The One who performs action that is to be done, not driven by ends in view, he is a sanyasin and a yogin as well, and not just the sannyasin who has renounced all fire rituals and who does not perform any other action.

This is the religion of the Bhagavad Gita. Devotion to one’s duty without having a binding attachment towards the personal reward of one’s work makes one a true yogi and a true sannyasin.

One must understand that one cannot separate work and the results there of – they follow one anothers and are inextrically linked. Krishna is not coaxing us to work with expectation, he is only teaching us to work without attachment to work or its results. Do something because it is the right thing to do at that stage of life, in that particular curcumstance and that particular place. Karma phala does not mean the result of action. For eg. if a surgeon performs a surgery and the operation is successful and patient recovers, then this success is the reult of action, but that is not karma phala.
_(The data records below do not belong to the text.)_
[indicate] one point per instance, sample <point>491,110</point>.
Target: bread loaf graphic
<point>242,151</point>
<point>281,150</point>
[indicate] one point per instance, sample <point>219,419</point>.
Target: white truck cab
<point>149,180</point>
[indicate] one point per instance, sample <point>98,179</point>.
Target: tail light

Karma phala is the remuneration and incentive that the Surgeon receives for being a Surgeon. Imagine a Surgeon declares that he works for money and is driven by accumulation of wealth. Would you go to such a surgeon? Performing one’s duty without attchment to Karma Phala means performing the surgery and healing an ailing person because that is what a surgeon is meant to do and accepting whatever remuneration that comes ethically and through the appropriate channel as Grace of God. This is the creed of the Bhagavad Gita. The motive of the surgeon is most fulfilling when it is focused on healing and not amassing wealth.

The performance of one’s duty in any station of life – as a student, as a son/daughter, as a parent or spouse, as an employee or employer- with one’s utmost devotion is the highest form of worship. Gita doesn’t teach giving up responsibilities, obligations and roles; instead it teaches the importance and skill of owning them up without getting attached to them. It teaches us to see our human life and its strife as well as gifts objectively, to celebrate the godly in each of us and keep the demoniac in check. It teaches us to navigate the rough seas of life with courage and clarity, not to escape and flee from it.

Bhagavad Gita takes us on a journey that starts with mastering the body-mind-sense complex (ātma-vinigrahaḥ) and takes us towards preparation for inquiry into the nature of our self (ātma-vicāraḥ) because this alone leads to liberation or Moksha. Gita is thus a Moksha Shastra, the science of freedom; freedom from being this limited , incomplete and wanting person. It shows us the path that leads to our parama-śreyaḥ, most exalted wellness, and as saṃsiddhiḥ, the greatest accomplishment.

Interestingly, religion comes from the Latin word Religare which means ‘to bind’. Bhagavad Gita is unique because its aim is not to bind us, but instead to unbind us, to untie our minds and intellect, and free us. Bhagavad Gita is for everyone who is seeking freedom from Samsara. It’s message is timeless and universal.